MIAMI (United States) - An alliance of shipping interests and a billionaire car dealer launched a newspaper advertisement on Monday protesting against retired English football star David Beckham's plans for an arena at the port of Miami.
They said that it threatens the city's plans to capitalise on the expansion of the Panama Canal.
"We cannot jeopardise well-paying jobs, like crane operators, longshore workers and mechanics, for low-paying stadium jobs, such as concession sales," the Miami Seaport Alliance said in a full-page advertisement that ran in the Miami Herald and its sister Spanish-language paper El Nuevo Herald.
The group is led by John Fox who has retired as Royal Caribbean Cruise Line's head of governmental affairs.
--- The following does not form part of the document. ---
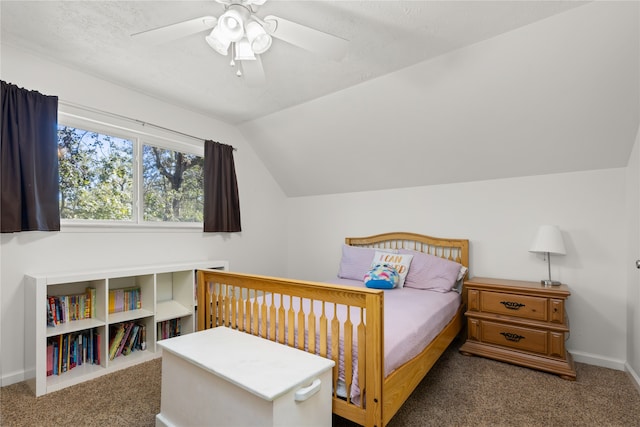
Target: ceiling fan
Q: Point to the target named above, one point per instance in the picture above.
(240, 33)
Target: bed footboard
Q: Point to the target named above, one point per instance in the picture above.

It also includes two chapters of the International Longshoremen's Association and two stevedore companies, whose workers load and unload ships, along with car dealer Norman Braman, one-time owner of American football team Philadelphia Eagles.
Beckham last month unveiled detailed plans for a 25,000-seat waterfront stadium with sweeping views of downtown Miami.
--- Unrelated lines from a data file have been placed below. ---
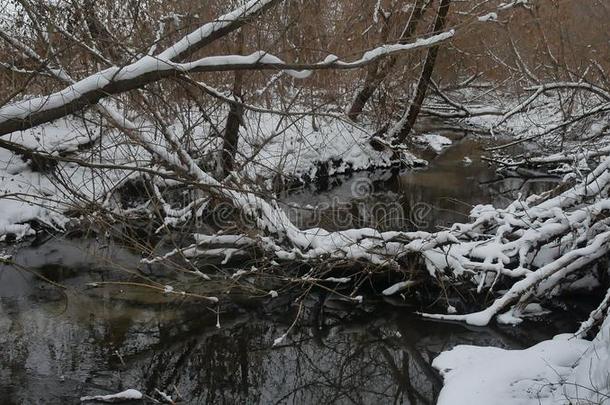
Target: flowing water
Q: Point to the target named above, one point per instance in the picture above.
(60, 343)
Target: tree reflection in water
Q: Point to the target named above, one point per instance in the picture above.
(56, 348)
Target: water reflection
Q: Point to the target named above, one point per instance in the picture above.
(429, 199)
(58, 344)
(54, 351)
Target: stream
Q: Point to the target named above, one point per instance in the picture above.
(58, 344)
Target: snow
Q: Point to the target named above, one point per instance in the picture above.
(564, 370)
(127, 395)
(434, 141)
(398, 287)
(489, 375)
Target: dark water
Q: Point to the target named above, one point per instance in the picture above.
(57, 344)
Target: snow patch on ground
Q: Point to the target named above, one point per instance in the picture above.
(434, 141)
(565, 370)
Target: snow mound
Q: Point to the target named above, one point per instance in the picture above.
(490, 375)
(435, 142)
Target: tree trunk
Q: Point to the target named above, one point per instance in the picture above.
(378, 71)
(408, 121)
(234, 119)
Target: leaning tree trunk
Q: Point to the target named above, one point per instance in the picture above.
(378, 71)
(234, 119)
(406, 124)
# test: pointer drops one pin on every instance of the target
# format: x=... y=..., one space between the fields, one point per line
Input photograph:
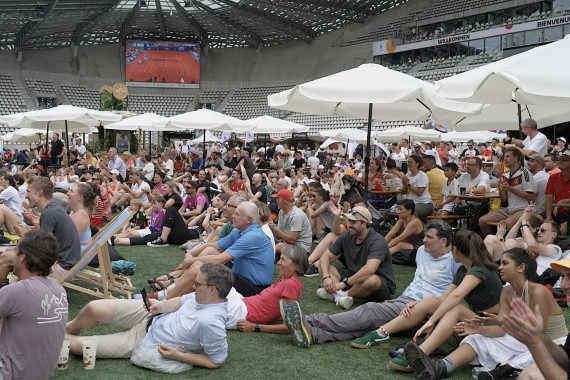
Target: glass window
x=533 y=36
x=492 y=44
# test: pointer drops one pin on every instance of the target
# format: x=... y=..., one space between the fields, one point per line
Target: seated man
x=33 y=311
x=190 y=329
x=368 y=269
x=516 y=187
x=294 y=226
x=247 y=246
x=53 y=219
x=435 y=271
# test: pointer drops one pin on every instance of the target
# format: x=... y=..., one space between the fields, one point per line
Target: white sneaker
x=322 y=294
x=345 y=302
Development of the 14.4ha space would cost about US$200 million (S$250 million) and include shops, hotels and offices that would be connected to the mainland by a pedestrian bridge.
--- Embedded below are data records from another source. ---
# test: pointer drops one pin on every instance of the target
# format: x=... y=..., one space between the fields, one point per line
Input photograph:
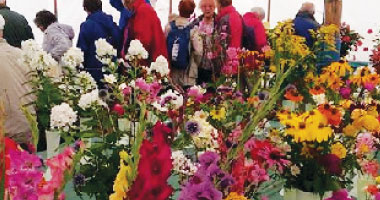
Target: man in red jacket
x=254 y=19
x=145 y=26
x=229 y=22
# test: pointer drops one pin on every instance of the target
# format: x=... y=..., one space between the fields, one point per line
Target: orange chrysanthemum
x=317 y=90
x=293 y=95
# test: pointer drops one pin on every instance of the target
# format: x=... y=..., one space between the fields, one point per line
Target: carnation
x=73 y=58
x=89 y=99
x=62 y=116
x=104 y=49
x=136 y=49
x=110 y=78
x=161 y=66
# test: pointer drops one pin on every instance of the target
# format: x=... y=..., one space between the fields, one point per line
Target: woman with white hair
x=254 y=19
x=305 y=21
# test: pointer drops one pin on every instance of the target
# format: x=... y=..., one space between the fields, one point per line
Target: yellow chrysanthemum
x=339 y=150
x=121 y=185
x=218 y=114
x=235 y=196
The port's master plan calls for the development of convention, hotel and office space on the same site.
Before Monday's advertisement, only Royal Caribbean, which is headquartered at the port, had come out publicly against Beckham's proposal.
"The plan doesn't interfere with port operations," said Neisen Kasdin, an adviser for the Beckham group.
"It will likely generate more revenue for the port in the shorter term than other concepts that have been discussed."
Yet, a growing list of opponents noted that a stadium would jeopardise Miami's aspiration of becoming a more attractive choice for global shippers looking to distribute goods to the American market.
"There are plenty of other places for the stadium to be," Braman said in a telephone interview.
Miami officials hope the port's short distance from the Panama Canal, as well as US$2 billion of planned infrastructure upgrades, including cranes to unload the ships and a US$1 billion tunnel connecting the port to major highways, will increase its appeal.